May 1, 2008

What Influenced and Motivated Stanislavski? / Research

* We were asked to prepare a 5 minutes presentation about different topics about Stanislavski's life. I decided to do about 'what influenced and motivated stanislavski' because I wanted to see what made him to make this system. I also included the a brief description of his system, for us to understand better what it is talking about. The presentation was prepared by Blair and Me.

How did everything begin?

l In 1977, when Stanislavski was 14, he played in a performance of two plays directed by his tutor.

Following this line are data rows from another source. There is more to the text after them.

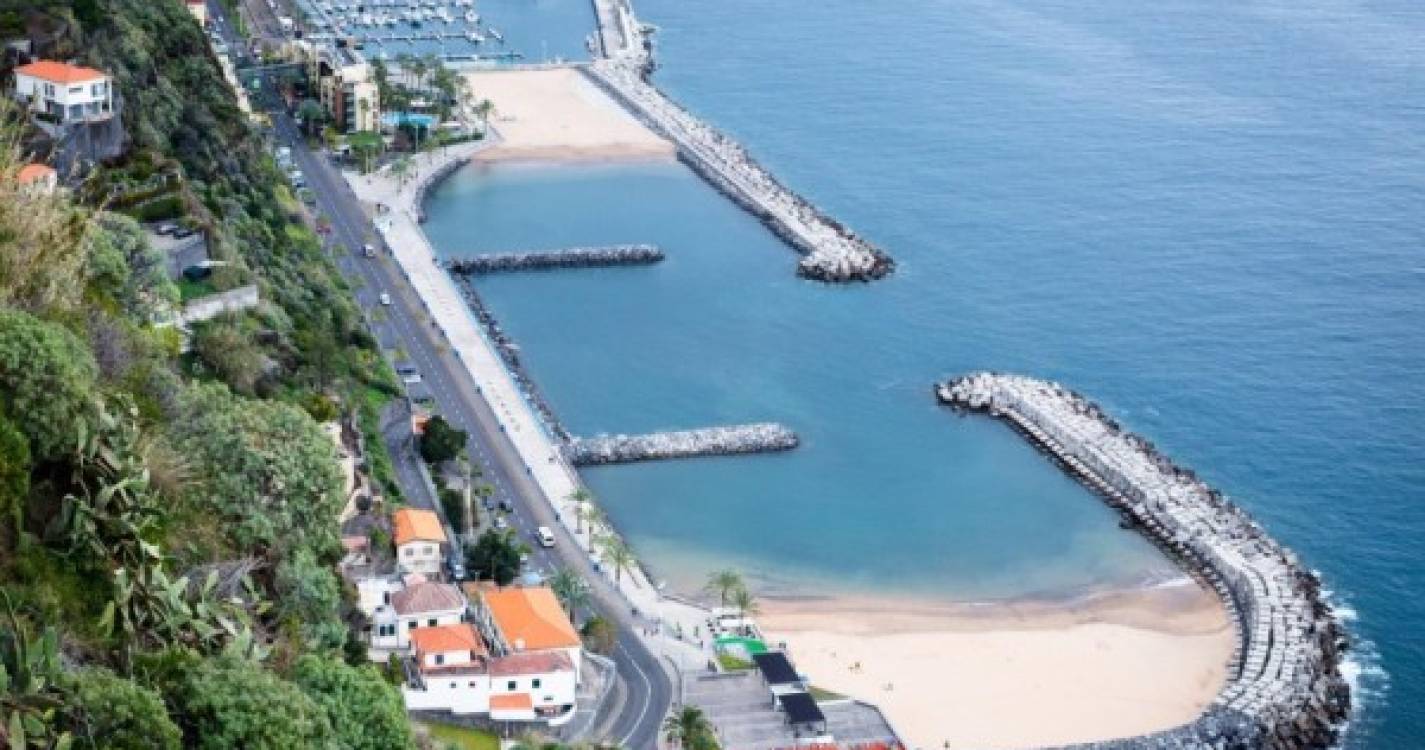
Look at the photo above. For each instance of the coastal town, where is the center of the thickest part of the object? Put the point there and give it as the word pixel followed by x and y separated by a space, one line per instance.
pixel 470 571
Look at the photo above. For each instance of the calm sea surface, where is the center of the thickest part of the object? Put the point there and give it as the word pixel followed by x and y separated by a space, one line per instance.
pixel 1210 216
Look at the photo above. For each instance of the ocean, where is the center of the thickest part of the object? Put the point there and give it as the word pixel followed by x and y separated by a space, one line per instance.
pixel 1207 216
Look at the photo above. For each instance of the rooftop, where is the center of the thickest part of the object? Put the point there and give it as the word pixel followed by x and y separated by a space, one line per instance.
pixel 416 525
pixel 448 638
pixel 33 173
pixel 529 618
pixel 530 663
pixel 426 598
pixel 53 72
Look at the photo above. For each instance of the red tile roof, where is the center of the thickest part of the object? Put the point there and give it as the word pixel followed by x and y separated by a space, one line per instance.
pixel 530 663
pixel 53 72
pixel 426 598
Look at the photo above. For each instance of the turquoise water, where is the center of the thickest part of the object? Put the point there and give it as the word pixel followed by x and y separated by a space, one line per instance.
pixel 1204 214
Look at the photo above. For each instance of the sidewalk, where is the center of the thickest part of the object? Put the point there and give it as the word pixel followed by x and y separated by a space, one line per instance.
pixel 536 448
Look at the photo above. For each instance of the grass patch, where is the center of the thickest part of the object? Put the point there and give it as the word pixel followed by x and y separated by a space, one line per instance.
pixel 462 737
pixel 190 290
pixel 733 663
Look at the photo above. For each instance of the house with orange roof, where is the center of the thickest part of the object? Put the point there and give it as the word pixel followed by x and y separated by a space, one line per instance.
pixel 525 620
pixel 64 93
pixel 451 669
pixel 419 539
pixel 37 177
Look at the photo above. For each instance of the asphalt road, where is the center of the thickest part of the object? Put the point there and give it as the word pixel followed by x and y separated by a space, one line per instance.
pixel 643 692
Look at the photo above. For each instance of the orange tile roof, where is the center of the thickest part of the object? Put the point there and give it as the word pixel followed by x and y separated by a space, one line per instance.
pixel 448 638
pixel 53 72
pixel 33 173
pixel 416 525
pixel 530 663
pixel 512 702
pixel 529 618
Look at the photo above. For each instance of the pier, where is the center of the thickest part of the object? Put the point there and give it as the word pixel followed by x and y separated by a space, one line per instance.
pixel 1284 689
pixel 597 257
pixel 830 250
pixel 724 441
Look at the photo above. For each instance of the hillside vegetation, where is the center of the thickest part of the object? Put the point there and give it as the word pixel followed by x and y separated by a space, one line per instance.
pixel 168 521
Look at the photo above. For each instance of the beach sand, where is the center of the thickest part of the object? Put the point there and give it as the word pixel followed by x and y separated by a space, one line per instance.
pixel 1016 675
pixel 560 116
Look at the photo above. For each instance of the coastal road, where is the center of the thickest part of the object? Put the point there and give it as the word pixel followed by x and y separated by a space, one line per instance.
pixel 643 690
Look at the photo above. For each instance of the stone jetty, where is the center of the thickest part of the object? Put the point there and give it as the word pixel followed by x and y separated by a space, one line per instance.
pixel 830 250
pixel 1284 689
pixel 510 355
pixel 600 257
pixel 723 441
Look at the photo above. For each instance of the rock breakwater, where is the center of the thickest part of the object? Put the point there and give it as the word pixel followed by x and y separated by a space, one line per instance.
pixel 723 441
pixel 510 355
pixel 830 250
pixel 1284 690
pixel 543 260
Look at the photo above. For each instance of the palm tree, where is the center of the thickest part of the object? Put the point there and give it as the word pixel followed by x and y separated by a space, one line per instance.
pixel 617 553
pixel 570 589
pixel 724 582
pixel 688 727
pixel 744 602
pixel 579 498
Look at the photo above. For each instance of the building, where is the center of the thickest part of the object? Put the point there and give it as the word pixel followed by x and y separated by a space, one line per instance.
pixel 200 10
pixel 37 178
pixel 525 620
pixel 451 669
pixel 419 541
pixel 419 605
pixel 345 87
pixel 64 93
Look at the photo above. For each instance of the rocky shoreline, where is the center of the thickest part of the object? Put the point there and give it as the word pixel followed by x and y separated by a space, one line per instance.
pixel 830 250
pixel 724 441
pixel 602 257
pixel 1284 689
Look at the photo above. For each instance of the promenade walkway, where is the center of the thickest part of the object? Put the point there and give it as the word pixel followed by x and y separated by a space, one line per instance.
pixel 536 448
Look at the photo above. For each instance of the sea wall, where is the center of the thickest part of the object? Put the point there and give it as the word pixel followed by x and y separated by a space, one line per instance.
pixel 1286 687
pixel 510 355
pixel 600 257
pixel 724 441
pixel 830 250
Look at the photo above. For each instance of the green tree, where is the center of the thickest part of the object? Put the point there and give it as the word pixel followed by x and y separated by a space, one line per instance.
pixel 724 582
pixel 46 381
pixel 493 556
pixel 365 712
pixel 617 553
pixel 600 635
pixel 267 468
pixel 442 442
pixel 231 702
pixel 114 713
pixel 572 589
pixel 688 727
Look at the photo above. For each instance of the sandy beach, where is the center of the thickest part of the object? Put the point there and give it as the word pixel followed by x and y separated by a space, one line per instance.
pixel 1016 675
pixel 559 116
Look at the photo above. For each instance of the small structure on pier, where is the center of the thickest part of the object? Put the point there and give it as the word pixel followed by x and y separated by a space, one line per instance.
pixel 724 441
pixel 590 257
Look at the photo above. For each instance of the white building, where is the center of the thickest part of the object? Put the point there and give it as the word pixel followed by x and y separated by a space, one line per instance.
pixel 419 541
pixel 422 605
pixel 451 669
pixel 67 93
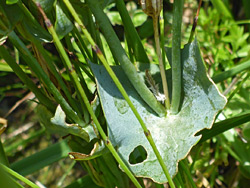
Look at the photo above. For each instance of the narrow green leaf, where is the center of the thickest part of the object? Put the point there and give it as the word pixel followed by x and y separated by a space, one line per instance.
pixel 10 2
pixel 137 46
pixel 223 126
pixel 63 25
pixel 16 175
pixel 120 54
pixel 41 159
pixel 83 182
pixel 47 5
pixel 232 72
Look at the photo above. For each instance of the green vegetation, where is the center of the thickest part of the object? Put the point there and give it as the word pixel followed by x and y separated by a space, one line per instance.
pixel 113 93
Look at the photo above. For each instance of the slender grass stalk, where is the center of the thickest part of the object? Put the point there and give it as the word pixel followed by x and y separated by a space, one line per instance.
pixel 161 65
pixel 136 44
pixel 162 37
pixel 34 65
pixel 3 157
pixel 18 176
pixel 121 56
pixel 25 79
pixel 176 56
pixel 123 92
pixel 84 97
pixel 184 166
pixel 58 77
pixel 195 23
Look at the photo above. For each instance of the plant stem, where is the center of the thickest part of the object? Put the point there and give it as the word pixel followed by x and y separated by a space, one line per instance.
pixel 176 56
pixel 136 44
pixel 195 23
pixel 34 65
pixel 25 79
pixel 161 65
pixel 123 92
pixel 3 157
pixel 121 56
pixel 18 176
pixel 184 166
pixel 84 96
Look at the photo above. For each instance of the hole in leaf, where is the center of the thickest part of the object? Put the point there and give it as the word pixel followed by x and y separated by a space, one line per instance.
pixel 138 155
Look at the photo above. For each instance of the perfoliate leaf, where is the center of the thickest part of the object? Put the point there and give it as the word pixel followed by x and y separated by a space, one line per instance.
pixel 174 134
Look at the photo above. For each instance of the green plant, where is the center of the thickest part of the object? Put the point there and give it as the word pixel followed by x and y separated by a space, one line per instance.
pixel 123 123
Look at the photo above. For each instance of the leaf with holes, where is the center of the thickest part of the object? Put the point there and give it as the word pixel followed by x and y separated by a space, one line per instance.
pixel 174 134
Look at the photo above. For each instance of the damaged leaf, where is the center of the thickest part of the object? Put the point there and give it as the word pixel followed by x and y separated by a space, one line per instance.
pixel 174 135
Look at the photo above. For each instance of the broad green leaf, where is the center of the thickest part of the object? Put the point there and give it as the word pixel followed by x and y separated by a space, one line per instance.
pixel 63 25
pixel 57 124
pixel 174 135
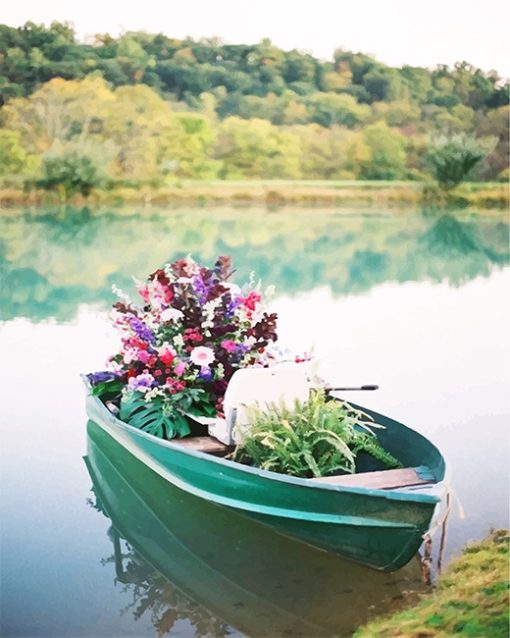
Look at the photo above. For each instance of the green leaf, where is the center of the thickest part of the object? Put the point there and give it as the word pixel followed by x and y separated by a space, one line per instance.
pixel 152 417
pixel 107 390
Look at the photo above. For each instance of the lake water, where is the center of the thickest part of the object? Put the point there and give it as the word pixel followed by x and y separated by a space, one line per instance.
pixel 416 302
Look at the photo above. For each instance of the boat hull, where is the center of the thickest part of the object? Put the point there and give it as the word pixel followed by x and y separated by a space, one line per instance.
pixel 379 528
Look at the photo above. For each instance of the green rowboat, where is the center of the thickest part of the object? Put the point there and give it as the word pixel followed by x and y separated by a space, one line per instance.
pixel 376 518
pixel 218 564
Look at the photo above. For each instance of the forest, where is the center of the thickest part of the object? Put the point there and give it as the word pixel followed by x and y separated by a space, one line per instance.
pixel 149 109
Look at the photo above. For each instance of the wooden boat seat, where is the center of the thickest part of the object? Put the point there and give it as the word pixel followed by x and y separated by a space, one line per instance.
pixel 382 480
pixel 206 444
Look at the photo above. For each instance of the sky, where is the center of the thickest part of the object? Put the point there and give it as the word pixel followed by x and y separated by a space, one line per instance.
pixel 396 32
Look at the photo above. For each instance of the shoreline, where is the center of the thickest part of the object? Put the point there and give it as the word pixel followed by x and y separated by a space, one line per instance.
pixel 471 598
pixel 273 194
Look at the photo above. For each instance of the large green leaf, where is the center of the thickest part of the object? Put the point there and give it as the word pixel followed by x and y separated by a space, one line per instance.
pixel 154 417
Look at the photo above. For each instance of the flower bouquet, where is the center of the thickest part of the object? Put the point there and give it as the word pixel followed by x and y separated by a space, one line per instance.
pixel 181 345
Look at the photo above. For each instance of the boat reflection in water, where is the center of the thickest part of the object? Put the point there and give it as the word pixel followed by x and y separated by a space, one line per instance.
pixel 186 558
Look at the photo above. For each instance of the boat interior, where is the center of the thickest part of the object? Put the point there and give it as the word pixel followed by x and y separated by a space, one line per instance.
pixel 381 480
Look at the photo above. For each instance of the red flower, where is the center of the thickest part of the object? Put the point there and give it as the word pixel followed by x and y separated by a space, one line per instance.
pixel 167 356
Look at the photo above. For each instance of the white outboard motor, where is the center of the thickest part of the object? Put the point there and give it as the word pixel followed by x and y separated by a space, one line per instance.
pixel 284 384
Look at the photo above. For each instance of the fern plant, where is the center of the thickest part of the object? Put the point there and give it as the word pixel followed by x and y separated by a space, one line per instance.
pixel 315 438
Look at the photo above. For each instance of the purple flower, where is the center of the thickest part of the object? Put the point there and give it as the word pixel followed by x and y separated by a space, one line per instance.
pixel 141 329
pixel 142 382
pixel 205 374
pixel 99 377
pixel 200 288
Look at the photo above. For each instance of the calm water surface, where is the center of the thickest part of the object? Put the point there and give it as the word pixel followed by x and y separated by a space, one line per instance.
pixel 416 302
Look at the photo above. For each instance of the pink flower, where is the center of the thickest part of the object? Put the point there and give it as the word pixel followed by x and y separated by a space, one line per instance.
pixel 251 300
pixel 229 345
pixel 166 354
pixel 180 369
pixel 144 293
pixel 202 356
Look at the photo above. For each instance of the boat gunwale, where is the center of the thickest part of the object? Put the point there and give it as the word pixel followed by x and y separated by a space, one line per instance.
pixel 392 495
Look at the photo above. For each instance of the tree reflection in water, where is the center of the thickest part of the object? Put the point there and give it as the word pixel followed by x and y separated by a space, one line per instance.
pixel 186 558
pixel 52 263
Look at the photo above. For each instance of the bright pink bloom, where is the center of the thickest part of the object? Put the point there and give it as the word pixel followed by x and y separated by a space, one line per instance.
pixel 166 355
pixel 229 345
pixel 144 293
pixel 180 368
pixel 251 300
pixel 202 356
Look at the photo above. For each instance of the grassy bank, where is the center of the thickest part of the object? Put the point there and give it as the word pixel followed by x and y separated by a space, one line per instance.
pixel 471 599
pixel 275 193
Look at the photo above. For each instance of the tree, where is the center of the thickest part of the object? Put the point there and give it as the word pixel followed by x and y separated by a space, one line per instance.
pixel 387 153
pixel 256 148
pixel 70 173
pixel 452 160
pixel 14 160
pixel 328 109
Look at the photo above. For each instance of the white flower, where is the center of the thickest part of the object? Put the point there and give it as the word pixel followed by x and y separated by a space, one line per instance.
pixel 178 341
pixel 121 294
pixel 171 314
pixel 202 356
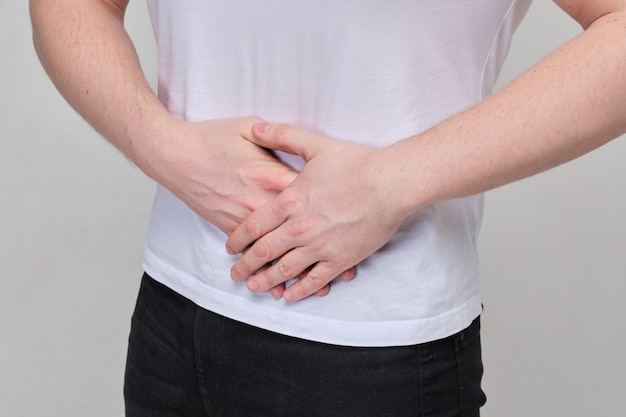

l In the first play, he was very relaxed and excited, and based his performance
on a famous actor.
l Stanislavski thought that he made a brilliant performance, but he was inaudible and
he acted badly.

l In the second play, which gave him troubles in rehearsals, he acted much better.
l Stanislavski couldn’t understand the contradiction between what he thought and what the audience experienced.

l As a response to that, Stanislavski decided to keep a notebook in which he recorded his impressions, analyzed difficulties and found solutions.

Background

l In 1885 Stanislavski studied in the Moscow Theatre School. Students were expected to follow the instructions and conventions of their tutors
l Stanislavski was dissapointed by this approach, and he went to study in the Maly Theatre, where he larned to appear fresh during performances, and extract energy from the stage players
This approach suited him better because he wanted to really understand how to behave on stage and not only to follow instructions. He knew that he should create rather than imitate.

Important figures in his life
He learned it from foreign artists, such as:
- Salvini
- Duse

Stanislavski believed that both Salvini and Duse are powerful, showed graceful movements and perfection.

Shchepkin and Gogol:

They both worked together in the Maly Theatre a generation before Stanislavski.
Stanislavski gained from them the approach that acting should be simple, real and natural

Fedotov;

In 1888 Stanislavski was in Fedotov’s production and he was very cliché and stereotypical in the rehearsal.
Fedotov took him apart and demonstrated every move of Stanislavski. In the end, Stanislavski gave a good, truthful performance.

Stanislavski’s System: “It is the result of Stanislavski's many years of
efforts to determine how a human being can
control in performance the most intangible and
uncontrollable aspects of human behavior:
such as emotions, and artistic inspiration.”

Psychology
Though his approach changed greatly throughout his life, he never lost sight of his ideals: truth in performance and love of art.

One of Stanislavski's methods for achieving the truthful pursuit of a character's objective was his 'magic if'. Actors were required to ask many questions of their characters and themselves. One of the first questions they had to ask was, "What if I were in the same situation as my character?" The "magic if" allowed actors to transcend the confines of realism by asking them what would occur "if" circumstances were different, or "if" the circumstances were to happen to them.
Stanislavski’s ‘System’ was influenced a lot because of psychology, because it was based on the way our mind works.

Stanislavski studied the work of Ribot, a prominent psychologist. Here he learned the notion of affected memory, which later developed into emotion memory. This is the concept that it is possible to recreate past events and relive past emotions vividly.

Social Context

Stanislavski viewed theatre as a medium with great social and educational significance.
Although always unintentional, Stanislavski’s theatre often reflected ‘real world’ current social issues. This was very apparent during the civil unrest leading up to the first Russian revolution in 1905. Lenin offered Stanislavski his personal protection during the violence of the revolution. After the Soviet union was established, his theatre began to produce plays containing Soviet propaganda.

Significant Students

Vsevolod Meyerhold - Russian theatrical producer,
director and actor whose dealing with physical being
and symbolism in an unconventional theatre.

one of the seminal forces in modern theatre.